27 Haziran 2014 Cuma

nuri bilge ceylan

geçen senelerde "yalnız ve güzel" ülkesine ithaf ettiği ödülü, bu sene "gezi'de hayatını kaybedenlere ve "soma"ya ithaf etti. göğsümüz kabardı elbette. zaten ben sanatçının politik görüşü olanını severim.

kış uykusu hakkında yazacak kadar anlamıyorum sinemadan. sadece izlediğim en samimi ve iyi diyaloglara sahip filmdi. bana 3,5 saatlik bir hikaye anlattı. ve ben, bir seyirci olarak o hikayedeki her karakteri tanıyormuş gibiydim. filmden sonra "tam aydın'a göre bir davranış" ya da "tipik nihal" diyebilecek durumdaydım.

hep konuşuruz kendi aramızda, iyi film nedir diye. iyi senaryo, iyi yönetmen, iyi oyuncu... hangisidir bir filmi iyi yapan? elbette bütününün iyi olması en ideali ama bence, en tepede senaryo duruyor. önce diyaloglar kavramalı beni. hikaye sağlam olmalı. kış uykusu benim için her şeyiyle göz dolduran bir filmdi.

bu tür ağzımı sulandıran filmler izlediğimde günüm harika geçiyor. yüzüme hemen bir "iyi ki izledim" gülümsemesi yerleşiyor. dünya daha güzel, hayat daha neşeli, insanlar daha iyi oluveriyor. bakkalla merhabalaşarak, kuaföre hafif baş selamı yaparak, kapıcıya kolay gelsin diyerek eve giriyorum.

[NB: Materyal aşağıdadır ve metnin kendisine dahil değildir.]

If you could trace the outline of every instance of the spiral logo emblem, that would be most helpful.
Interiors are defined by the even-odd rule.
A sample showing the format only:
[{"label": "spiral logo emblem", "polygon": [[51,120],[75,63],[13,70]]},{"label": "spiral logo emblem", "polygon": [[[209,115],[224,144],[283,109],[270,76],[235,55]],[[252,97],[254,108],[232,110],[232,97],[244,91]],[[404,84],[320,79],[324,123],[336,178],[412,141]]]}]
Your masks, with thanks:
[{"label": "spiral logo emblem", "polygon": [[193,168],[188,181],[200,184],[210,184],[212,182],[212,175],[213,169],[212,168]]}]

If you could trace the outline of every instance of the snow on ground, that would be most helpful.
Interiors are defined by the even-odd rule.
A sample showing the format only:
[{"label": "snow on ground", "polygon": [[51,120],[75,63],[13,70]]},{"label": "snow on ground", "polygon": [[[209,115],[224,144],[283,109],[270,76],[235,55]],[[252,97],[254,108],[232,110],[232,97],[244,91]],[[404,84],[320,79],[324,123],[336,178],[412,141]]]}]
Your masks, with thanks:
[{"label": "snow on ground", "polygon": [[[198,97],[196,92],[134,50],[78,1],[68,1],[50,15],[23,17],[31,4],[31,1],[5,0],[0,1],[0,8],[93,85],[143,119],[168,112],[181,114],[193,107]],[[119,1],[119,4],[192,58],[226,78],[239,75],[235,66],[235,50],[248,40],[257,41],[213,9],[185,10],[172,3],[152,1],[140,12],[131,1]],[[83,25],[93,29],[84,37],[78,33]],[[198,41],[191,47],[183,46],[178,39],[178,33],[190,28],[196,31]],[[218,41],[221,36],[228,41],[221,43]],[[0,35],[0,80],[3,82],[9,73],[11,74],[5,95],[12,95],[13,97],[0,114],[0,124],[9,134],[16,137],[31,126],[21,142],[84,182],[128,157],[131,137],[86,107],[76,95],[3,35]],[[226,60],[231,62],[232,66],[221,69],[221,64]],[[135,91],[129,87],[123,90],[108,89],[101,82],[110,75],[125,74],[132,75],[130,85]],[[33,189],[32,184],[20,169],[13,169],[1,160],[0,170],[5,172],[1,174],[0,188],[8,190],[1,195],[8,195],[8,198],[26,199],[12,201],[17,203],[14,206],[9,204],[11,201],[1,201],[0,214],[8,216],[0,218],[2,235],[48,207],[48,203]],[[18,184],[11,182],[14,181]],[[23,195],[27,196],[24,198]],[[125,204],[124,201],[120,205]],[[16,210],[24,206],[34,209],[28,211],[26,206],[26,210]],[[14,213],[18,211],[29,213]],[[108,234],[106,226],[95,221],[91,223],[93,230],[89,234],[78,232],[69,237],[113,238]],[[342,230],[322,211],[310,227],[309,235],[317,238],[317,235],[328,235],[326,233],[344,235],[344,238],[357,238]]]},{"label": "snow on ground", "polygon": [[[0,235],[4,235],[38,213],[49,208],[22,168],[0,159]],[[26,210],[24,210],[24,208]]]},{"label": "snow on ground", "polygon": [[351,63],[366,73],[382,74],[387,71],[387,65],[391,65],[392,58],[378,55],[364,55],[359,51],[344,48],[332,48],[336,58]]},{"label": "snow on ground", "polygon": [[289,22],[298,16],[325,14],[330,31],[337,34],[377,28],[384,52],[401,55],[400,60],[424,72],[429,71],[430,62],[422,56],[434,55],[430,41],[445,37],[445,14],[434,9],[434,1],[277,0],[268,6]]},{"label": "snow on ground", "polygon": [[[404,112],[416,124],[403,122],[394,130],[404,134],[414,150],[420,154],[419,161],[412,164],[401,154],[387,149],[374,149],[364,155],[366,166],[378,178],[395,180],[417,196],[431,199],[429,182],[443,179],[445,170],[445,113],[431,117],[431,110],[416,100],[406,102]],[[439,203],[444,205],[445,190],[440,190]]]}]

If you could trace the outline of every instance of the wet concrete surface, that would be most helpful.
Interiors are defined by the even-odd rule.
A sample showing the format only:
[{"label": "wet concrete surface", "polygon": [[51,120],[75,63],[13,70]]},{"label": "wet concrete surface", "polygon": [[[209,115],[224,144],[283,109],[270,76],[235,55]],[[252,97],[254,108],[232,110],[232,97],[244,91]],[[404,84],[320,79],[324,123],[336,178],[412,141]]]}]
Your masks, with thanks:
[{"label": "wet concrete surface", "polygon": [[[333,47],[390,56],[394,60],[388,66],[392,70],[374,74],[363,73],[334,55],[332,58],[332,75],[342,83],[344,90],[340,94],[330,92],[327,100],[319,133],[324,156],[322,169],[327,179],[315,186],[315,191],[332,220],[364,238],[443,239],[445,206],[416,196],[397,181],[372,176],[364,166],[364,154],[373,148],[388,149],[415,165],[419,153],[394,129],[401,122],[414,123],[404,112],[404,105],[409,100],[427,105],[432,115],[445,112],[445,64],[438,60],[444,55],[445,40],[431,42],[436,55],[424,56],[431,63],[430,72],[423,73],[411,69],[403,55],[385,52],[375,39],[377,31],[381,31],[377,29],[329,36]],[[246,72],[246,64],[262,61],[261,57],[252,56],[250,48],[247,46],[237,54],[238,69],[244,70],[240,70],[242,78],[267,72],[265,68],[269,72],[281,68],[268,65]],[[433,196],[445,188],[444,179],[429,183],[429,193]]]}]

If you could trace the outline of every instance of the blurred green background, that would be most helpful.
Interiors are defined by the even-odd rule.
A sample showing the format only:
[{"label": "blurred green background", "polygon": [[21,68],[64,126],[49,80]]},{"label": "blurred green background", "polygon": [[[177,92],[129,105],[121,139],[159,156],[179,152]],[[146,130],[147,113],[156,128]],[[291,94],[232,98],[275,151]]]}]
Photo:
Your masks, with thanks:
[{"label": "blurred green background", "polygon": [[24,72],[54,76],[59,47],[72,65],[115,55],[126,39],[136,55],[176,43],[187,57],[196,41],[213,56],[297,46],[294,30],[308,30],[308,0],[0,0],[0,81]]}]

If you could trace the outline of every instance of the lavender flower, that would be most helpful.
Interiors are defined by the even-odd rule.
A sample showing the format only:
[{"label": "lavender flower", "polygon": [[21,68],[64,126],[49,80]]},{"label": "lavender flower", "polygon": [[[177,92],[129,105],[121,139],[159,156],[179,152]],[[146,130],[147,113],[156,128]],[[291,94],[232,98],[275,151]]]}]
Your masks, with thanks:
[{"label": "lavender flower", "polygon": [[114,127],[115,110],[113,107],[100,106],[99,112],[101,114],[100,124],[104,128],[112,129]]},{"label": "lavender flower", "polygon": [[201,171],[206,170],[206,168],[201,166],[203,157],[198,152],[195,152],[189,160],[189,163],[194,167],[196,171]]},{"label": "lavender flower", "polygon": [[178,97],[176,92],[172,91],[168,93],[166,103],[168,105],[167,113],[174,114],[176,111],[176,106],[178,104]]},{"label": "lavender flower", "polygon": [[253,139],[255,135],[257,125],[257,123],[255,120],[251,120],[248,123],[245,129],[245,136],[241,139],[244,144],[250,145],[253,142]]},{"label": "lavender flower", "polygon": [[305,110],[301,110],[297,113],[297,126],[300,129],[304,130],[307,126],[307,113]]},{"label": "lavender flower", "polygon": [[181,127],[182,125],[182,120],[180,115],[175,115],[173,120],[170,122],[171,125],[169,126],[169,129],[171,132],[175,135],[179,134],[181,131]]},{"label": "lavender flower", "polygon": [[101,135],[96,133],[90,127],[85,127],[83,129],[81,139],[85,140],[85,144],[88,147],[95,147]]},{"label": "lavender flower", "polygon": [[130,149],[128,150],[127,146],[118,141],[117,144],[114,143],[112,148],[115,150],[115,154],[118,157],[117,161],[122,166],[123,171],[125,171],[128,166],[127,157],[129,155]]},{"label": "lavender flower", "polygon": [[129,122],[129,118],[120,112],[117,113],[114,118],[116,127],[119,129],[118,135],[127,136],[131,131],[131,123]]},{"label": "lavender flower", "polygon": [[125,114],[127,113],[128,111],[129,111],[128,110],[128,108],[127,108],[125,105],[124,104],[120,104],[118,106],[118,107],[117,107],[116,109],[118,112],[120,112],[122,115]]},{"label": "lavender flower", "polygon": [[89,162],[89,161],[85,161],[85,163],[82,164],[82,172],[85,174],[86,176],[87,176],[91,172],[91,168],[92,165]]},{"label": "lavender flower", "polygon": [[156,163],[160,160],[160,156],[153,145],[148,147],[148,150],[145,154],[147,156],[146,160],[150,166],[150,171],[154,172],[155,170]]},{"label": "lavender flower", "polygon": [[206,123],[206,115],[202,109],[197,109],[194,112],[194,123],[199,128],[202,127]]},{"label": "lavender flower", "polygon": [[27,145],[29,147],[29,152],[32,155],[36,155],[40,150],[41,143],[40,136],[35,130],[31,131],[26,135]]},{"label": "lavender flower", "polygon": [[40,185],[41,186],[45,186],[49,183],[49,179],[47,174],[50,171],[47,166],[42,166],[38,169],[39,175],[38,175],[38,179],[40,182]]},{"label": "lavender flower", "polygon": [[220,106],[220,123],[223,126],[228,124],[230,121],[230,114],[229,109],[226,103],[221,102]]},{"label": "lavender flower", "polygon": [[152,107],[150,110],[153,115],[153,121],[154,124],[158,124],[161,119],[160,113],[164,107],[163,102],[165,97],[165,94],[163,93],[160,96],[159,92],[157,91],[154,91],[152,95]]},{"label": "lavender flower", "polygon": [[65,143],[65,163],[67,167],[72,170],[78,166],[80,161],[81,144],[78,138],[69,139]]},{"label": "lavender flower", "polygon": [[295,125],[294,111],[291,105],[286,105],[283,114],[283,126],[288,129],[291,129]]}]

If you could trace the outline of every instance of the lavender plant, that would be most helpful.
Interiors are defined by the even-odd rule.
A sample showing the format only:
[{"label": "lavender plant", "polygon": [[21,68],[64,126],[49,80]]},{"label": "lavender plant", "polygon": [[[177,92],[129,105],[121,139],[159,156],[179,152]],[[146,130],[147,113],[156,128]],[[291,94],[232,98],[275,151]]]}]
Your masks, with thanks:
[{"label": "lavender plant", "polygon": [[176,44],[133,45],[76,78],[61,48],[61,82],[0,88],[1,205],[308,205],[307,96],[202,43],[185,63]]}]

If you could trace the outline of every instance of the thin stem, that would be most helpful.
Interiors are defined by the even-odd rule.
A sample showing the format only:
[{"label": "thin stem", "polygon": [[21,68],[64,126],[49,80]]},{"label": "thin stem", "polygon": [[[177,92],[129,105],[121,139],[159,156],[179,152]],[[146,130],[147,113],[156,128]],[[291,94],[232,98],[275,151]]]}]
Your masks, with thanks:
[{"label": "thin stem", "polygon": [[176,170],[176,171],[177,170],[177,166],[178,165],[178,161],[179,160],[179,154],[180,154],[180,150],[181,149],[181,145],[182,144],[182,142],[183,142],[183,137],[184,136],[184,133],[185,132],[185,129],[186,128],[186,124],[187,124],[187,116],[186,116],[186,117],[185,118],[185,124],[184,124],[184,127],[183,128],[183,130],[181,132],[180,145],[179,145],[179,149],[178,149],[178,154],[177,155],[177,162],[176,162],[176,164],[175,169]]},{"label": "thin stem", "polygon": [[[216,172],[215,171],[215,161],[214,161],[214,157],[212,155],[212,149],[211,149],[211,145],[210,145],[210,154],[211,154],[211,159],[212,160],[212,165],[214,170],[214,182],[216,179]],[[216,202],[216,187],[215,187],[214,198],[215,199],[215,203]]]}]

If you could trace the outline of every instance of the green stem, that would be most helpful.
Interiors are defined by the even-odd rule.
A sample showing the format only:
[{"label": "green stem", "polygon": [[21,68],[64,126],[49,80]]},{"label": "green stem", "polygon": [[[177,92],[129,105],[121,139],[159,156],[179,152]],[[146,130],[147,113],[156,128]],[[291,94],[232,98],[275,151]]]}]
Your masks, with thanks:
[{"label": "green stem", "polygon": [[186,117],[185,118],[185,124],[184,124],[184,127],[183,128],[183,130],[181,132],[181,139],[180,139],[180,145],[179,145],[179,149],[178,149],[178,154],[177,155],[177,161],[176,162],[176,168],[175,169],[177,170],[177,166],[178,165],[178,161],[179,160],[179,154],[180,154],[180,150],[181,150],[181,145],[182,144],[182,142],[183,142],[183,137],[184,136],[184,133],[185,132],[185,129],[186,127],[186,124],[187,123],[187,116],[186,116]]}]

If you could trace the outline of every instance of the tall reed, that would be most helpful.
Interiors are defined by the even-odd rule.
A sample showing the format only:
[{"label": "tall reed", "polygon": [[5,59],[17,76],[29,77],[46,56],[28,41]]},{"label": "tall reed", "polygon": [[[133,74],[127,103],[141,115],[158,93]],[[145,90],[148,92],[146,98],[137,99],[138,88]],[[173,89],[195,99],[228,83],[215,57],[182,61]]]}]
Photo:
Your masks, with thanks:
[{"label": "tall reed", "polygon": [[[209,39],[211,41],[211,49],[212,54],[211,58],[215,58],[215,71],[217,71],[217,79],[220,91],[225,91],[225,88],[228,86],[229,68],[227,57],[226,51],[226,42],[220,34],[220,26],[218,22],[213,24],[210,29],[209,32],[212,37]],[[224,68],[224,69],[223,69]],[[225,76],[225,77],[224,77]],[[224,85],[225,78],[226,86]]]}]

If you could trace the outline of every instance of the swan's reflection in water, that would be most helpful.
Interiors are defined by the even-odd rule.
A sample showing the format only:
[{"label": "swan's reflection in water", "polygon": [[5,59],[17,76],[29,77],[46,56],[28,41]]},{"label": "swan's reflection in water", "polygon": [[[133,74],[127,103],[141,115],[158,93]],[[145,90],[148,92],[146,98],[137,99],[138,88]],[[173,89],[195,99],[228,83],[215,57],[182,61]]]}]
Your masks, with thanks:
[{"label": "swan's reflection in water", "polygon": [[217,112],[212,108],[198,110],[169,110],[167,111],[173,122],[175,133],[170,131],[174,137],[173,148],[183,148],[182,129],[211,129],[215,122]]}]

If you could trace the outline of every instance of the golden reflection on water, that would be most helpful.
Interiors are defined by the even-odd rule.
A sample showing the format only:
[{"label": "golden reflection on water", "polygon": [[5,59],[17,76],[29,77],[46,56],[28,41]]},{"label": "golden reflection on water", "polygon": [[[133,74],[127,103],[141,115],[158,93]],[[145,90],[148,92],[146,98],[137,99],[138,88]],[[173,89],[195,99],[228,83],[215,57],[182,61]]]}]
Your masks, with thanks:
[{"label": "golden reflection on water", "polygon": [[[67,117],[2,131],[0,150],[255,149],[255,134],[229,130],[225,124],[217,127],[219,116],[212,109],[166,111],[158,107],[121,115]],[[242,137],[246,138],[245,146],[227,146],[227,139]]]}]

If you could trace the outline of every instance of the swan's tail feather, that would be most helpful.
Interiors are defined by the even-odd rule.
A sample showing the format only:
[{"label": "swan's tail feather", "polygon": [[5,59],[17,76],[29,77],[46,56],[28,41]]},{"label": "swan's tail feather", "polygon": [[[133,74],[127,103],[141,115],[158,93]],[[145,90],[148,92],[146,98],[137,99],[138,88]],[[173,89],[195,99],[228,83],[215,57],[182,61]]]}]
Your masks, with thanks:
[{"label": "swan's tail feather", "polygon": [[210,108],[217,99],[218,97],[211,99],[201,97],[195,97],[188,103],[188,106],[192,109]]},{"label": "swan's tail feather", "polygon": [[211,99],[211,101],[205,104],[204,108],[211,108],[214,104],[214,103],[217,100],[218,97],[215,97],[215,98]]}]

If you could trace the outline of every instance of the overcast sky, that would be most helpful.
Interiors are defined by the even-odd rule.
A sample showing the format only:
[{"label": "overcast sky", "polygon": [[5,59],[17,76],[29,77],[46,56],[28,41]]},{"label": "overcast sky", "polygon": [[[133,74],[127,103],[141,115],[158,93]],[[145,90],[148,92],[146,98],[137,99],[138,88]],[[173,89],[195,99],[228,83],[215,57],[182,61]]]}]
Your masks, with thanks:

o yüzden sinemayı sevmeyeni anlamam ben bir türlü. sinema sevilmez mi ya? dondurma sevmemek gibi bir şey bu...

çağlar iyice


ben kitapların altını çizerek okumayı severim. hem de öyle kurşun kalemle ve silinebilecek şekilde çizmem, tükenmez kalemle çiziveririm bütün paragrafı. eskiden yazmazdım ama son senelerde, kitabı hangi tarihte nereden aldığımı da yazıyorum ilk sayfaya. annem 40 yıldır bu şekilde kitap okur, sanırım yaş aldıkça anneme benziyorum.

siz hiç "bitmesin diye, okumuyorum" dediniz mi bir kitap için? dedim ben. böyle dediğim 1 elin parmakları kadar kitap var ve bence bunun için oldukça şanslıyım. çünkü her insanın hayatında böyle kitaplar olmalı. yok bence ama olmalı...

erken kaybedenler'i bitirdiğimde ağlamaklı olmuştum. sonraki bir kaç günüm "kitapların en güzelini okudum, bundan sonra okuduğum her kitap bundan daha az etkili olacak" diye düşünerek geçti. sonra unuttum bu hissi tabii ama içine düştüğün bir kitap olması, her kelimenin sende bir anı bırakması harikulade bir histir. sanki yazar yanı başında yazıyordur kitabı, öyle içine içine hissedersin ne düşündüğünü, işte o daha da harikulade bir histir.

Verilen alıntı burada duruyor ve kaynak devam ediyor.